Correct Answer: The Antonov AN-22 Antei, whose NATO reporting name is "Cock"

(I would say that NATO was being dicks, but that seems oddly self-serving to the theme. -CV)



6. What's your favorite drink (alcoholic, nonalcoholic, poisonous, whatever)?

"To go with the theme, the Screwdriver" - [livejournal.com profile] seferin

"Water. I need it to live" - [livejournal.com profile] hylarn
"'Water? Never drink the stuff; fish fuck in it.' - W.C. Fields" - [livejournal.com profile] etcet

"Rum punch! The rum gives it just that hint of warmth, and the punch is really more of a fruity caress" - [livejournal.com profile] lovefromgirl

(After nine or ten, I bet the punch is really more of a punch. -CV)

"I like girly fruity drinks!" - [livejournal.com profile] alexmegami

(When I went to Kenya two years ago, I wanted to bring a case of the stuff with me. -CV)

"Midori sours. LOVE, LOVE, LOVE Midori sours" - [livejournal.com profile] domestik_fucker

"The bitter tears of my enemies" - [livejournal.com profile] barbarienne

(Note: Only tasty when accompanied by women's lamentations. -CV)

"iocane powder; it goes with everything!" - [livejournal.com profile] cholma

(Iocane powder! It's what you're not tasting right now! -CV)

"A Pan-Galactic Gargle-Blaster" - [livejournal.com profile] wrestlingdog, [livejournal.com profile] germankitty

"I really want to try making a bacon whisky martini. The four malts in my cabinet agree" - [livejournal.com profile] vayshti

(Speaking from experience, a bacon scotch and lime-ade is remarkably delicious. -CV)

"Rusty snail, hold the grunion, shaken not stirred, with a peanut butter and jellyfish sandwich on the side, heavy on the mako" - [livejournal.com profile] i_calql8

(+1, Wet Dream. -CV)

"Real hot chocolate with a touch of chili pepper wisked into a frothy, glorious concoction" - [livejournal.com profile] raphsody606
"Hot chocolate. It's hot and it's chocolate, what's not to love." - [livejournal.com profile] athousandsmiles
"I can drink hot chocolate at any opportunity. I'm told I'd drink it in a box. I'm told I'd drink it with Maalox. I think I'd drink it here or there, and given chance, I'd drink with Cher. Hot choc is filling and scrumptious too! Get up and get some, LJDQ!" - [livejournal.com profile] angelprojekt
"nothing is better than a nice hot chocolate which is like a warm hug from the inside! Ok, that doesn't make it sound nice at all.
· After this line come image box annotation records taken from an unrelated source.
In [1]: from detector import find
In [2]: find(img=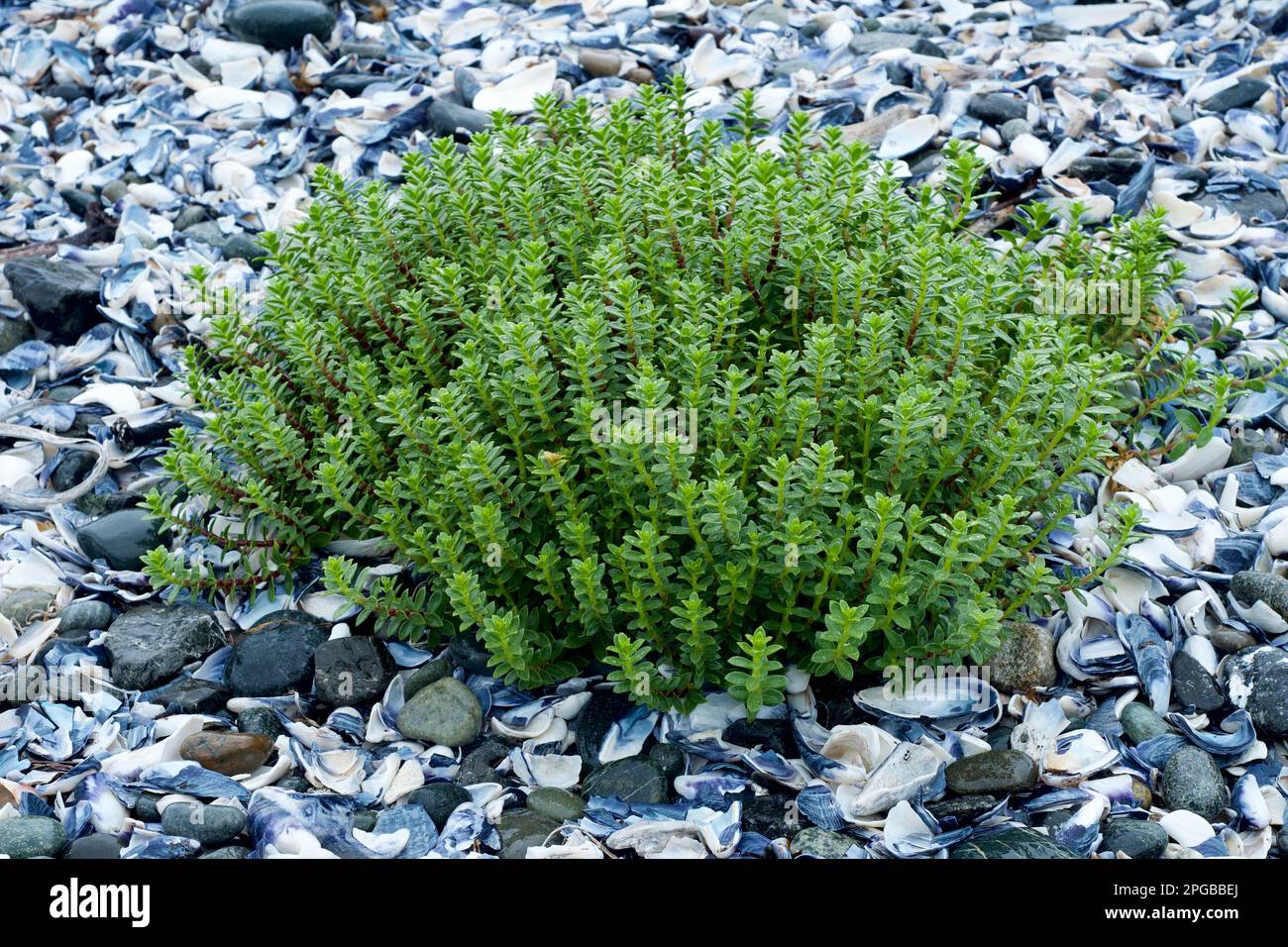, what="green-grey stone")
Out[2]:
[583,756,667,802]
[174,204,206,231]
[496,809,559,858]
[949,826,1077,860]
[403,661,452,701]
[456,740,507,786]
[0,815,67,858]
[944,750,1038,796]
[134,792,163,822]
[58,599,112,635]
[528,786,587,822]
[0,316,35,356]
[237,707,286,740]
[1159,746,1228,822]
[1231,571,1288,618]
[398,678,483,747]
[1118,701,1176,745]
[988,621,1055,693]
[1102,818,1167,858]
[63,834,121,860]
[926,796,997,824]
[104,604,224,690]
[76,507,161,573]
[791,826,862,858]
[161,802,246,848]
[407,783,472,831]
[0,588,54,627]
[226,0,335,49]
A little creepy maybe." - [livejournal.com profile] demon_666

"Whatever they buy me (no, really, tequila)" - [livejournal.com profile] jillybiehn

"Whichever one inspires me to sing the Hedgehog Song" - [livejournal.com profile] sskipstress

(Would that we had known you in our heyday. You might still be singing right now. -CV)

"the sugary kind that's bad for me" - [livejournal.com profile] natt_barn

"Boilermakers: The Quicker Fucker Upper" - [livejournal.com profile] freezer818

"I drink cider, gin, goon and tequila like it's water" - [livejournal.com profile] eelylove

(...goon? -CV)

"Vodka Tonic with Lime. The ONLY sure defense against contracting Malaria and Scurvy" - THALEN

(Aside from Gin and Tonic with Lime. The TASTIER defense against Malaria and Scurvy. Official drink of [livejournal.com profile] ljdq and [community profile] dwdq! -AL&CV&LL)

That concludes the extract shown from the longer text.